De la GPA et de l’intérêt supérieur de l’enfant

Si la gestation pour autrui demeure interdite en France, il faut aussi être du côté des enfants qui ont un droit à être pleinement reconnus, indépendamment des moyens par lesquels ils sont venus au monde.
par Daniel Borrillo, juriste
publié le 4 octobre 2019 à 18h16

Tribune. Tout au long du débat parlementaire en cours sur le projet de loi bioéthique, la droite, en manque d'arguments, n'hésite pas à brandir le spectre de la GPA pour s'opposer à la PMA pour toutes. La «pente savonneuse», raisonnement qui exagère les conséquences d'une thèse en imaginant une chaîne de conséquences aboutissant à un résultat catastrophique, fait partie de la politique de panique morale alimentée par l'opposition conservatrice. Soyons clairs, il n'existe aucune ambiguïté : les conventions relatives à la gestation pour autrui demeurent et demeureront interdites par la loi civile et sanctionnées par la loi pénale. Et lorsque le gouvernement annonce vouloir clarifier l'état du droit concernant la filiation des enfants nés de GPA à l'étranger, il ne fait que tenir une promesse électorale et aligner la législation française aux exigences du droit européen : «Nous assurerons que les enfants issus de la GPA nés à l'étranger voient leur filiation reconnue à l'état civil français, selon la jurisprudence de la Cour européenne des droits de l'homme», est-il écrit dans le programme du candidat Macron en 2017. Le Président, comme le juge européen, ne se place pas du côté des parents mais du côté des enfants, lesquels ont un droit à être pleinement reconnus, indépendamment des moyens par lesquels ils sont venus au monde. L'amendement à la loi bioéthique proposé par le député LREM Jean-Louis Touraine, voté jeudi à l'Assemblée nationale, va dans le même sens : «Permettre la reconnaissance de la filiation des enfants nés de GPA à l'étranger en faisant exécuter une décision de justice étrangère qui établit la filiation.»

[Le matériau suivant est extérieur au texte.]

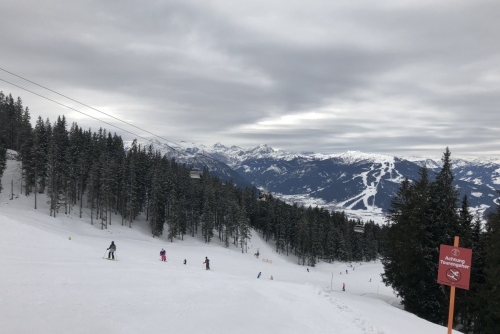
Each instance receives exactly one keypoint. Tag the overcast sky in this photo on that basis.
(398, 77)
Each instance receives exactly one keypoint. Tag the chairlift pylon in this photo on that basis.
(195, 173)
(359, 228)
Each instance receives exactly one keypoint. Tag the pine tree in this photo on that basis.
(489, 292)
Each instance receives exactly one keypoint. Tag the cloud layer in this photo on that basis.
(392, 76)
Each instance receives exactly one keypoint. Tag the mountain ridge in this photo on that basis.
(362, 184)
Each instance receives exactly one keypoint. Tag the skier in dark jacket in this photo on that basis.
(112, 250)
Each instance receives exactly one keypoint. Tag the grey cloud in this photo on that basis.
(410, 77)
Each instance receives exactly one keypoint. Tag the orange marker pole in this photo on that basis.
(452, 297)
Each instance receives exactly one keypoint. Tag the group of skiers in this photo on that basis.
(163, 255)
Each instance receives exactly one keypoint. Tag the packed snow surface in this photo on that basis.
(55, 279)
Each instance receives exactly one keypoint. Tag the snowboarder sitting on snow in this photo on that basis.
(112, 250)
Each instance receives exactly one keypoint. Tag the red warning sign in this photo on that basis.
(454, 266)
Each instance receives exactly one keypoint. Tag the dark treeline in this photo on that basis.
(425, 214)
(75, 169)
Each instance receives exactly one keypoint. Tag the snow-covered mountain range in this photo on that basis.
(359, 183)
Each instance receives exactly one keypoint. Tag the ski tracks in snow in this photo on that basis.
(358, 320)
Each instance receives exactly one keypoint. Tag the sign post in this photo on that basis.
(454, 270)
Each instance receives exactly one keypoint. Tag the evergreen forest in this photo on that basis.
(95, 173)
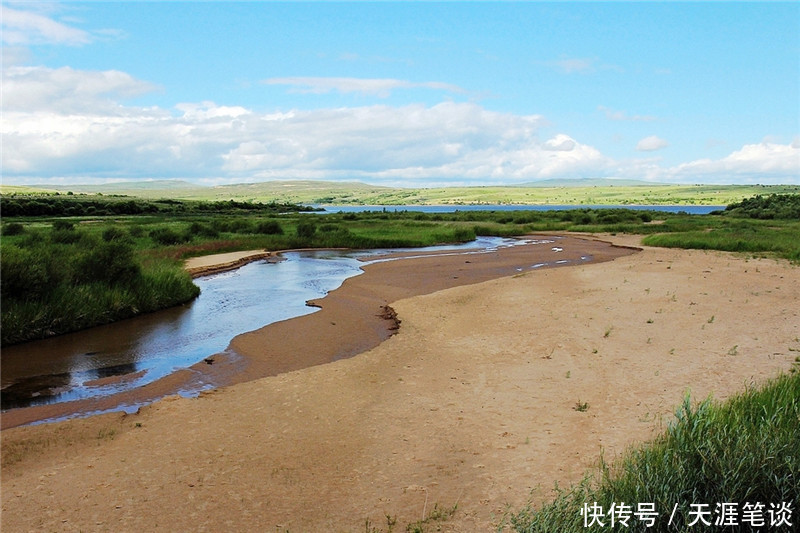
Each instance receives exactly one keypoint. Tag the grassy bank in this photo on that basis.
(743, 451)
(553, 192)
(63, 273)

Concernant le droit français, la question n'est pas nouvelle. Tout en maintenant l'interdiction de sa pratique, le Conseil d'Etat avait validé la circulaire Taubira de 2013 selon laquelle le recours à une GPA ne justifiait pas le refus d'un certificat de nationalité à un enfant né à l'étranger de parents français. Prenant acte de la condamnation de la Cour européenne des droits de l'homme (CEDH), les juges du Palais Royal soulignent que «la seule circonstance que la naissance d'un enfant à l'étranger ait pour origine un contrat qui est entaché de nullité au regard de l'ordre public français ne peut, sans porter une atteinte disproportionnée à ce qu'implique, en termes de nationalité, le droit de l'enfant au respect de sa vie privée, garanti par l'article 8 de la Convention européenne des droits de l'homme, conduire à priver cet enfant de la nationalité française à laquelle il a droit […] lorsque sa filiation avec un Français est établie». La circulaire Taubira visait à unifier les pratiques des tribunaux en matière de délivrance de certificat de nationalité française. En 2016, le Conseil d'Etat, afin d'éviter qu'un enfant né par GPA ne soit condamné à rester dans un orphelinat, oblige les autorités consulaires à délivrer un laissez-passer au nom de l'intérêt supérieur de l'enfant. Le Conseil d'Etat juge que «la seule circonstance qu'un enfant soit né à l'étranger dans le cadre d'un contrat (de gestation ou de procréation pour autrui), même s'il est nul et non avenu au regard du droit français, ne peut conduire à priver cet enfant de la nationalité française».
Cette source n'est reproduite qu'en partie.